How do i become a member and enter the freemason hall?

Sent from my Xperia X Performance (AOSP) using My Freemasonry mobile app


----------



## Bloke (Sep 30, 2019)

Where are you ? We need to know the country where you live to assist - but Google is always a big help..


----------



## mddaniel (Sep 30, 2019)

I live in kuala lumpur, malaysia. There are freemason hall here but they only allowed member to enter the building. And also need to bring a brother to enter hall. But how do i find a brother in here whos i can learn to become a member

Sent from my Xperia X Performance (AOSP) using My Freemasonry mobile app


----------



## Mike Martin (Oct 1, 2019)

mddaniel said:


> I live in kuala lumpur, malaysia. There are freemason hall here but they only allowed member to enter the building. And also need to bring a brother to enter hall.
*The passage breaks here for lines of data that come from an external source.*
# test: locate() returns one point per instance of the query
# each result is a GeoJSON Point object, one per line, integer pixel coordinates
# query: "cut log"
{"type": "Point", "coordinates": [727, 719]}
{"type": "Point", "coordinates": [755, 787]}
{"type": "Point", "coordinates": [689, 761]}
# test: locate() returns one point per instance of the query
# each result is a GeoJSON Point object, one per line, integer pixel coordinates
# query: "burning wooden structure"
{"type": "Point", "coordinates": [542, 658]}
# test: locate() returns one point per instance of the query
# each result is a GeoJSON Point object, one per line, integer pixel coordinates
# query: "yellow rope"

But how do i find a brother in here whos i can learn to become a member



It is very easy.

Write a letter to them and in that letter explain who you are, what you do for a living and why you wish to become a Freemason.


----------



## CLewey44 (Oct 1, 2019)

Mike Martin said:


> It is very easy.
> 
> Write a letter to them and in that letter explain who you are, what you do for a living and why you wish to become a Freemason.



This really does seem like the best course of action in this situation of not knowing any Masons and them not allowing him to even enter the front door.


----------



## mddaniel (Oct 1, 2019)

Yes, this group really hidden deep from this cruel world

Sent from my Xperia X Performance (AOSP) using My Freemasonry mobile app


----------



## Warrior1256 (Oct 1, 2019)

mddaniel said:


> Yes, this group really hidden deep from this cruel world


????


----------



## Winter (Oct 1, 2019)

mddaniel said:


> Yes, this group really hidden deep from this cruel world
> 
> Sent from my Xperia X Performance (AOSP) using My Freemasonry mobile app


I wouldn't say we are very well hidden if you know where the Freemasons Hall is.  Contact the local Grand Lodge and I am sure someone will get back to you.  

Transmitted via R5 astromech using Tapatalk Galactic


----------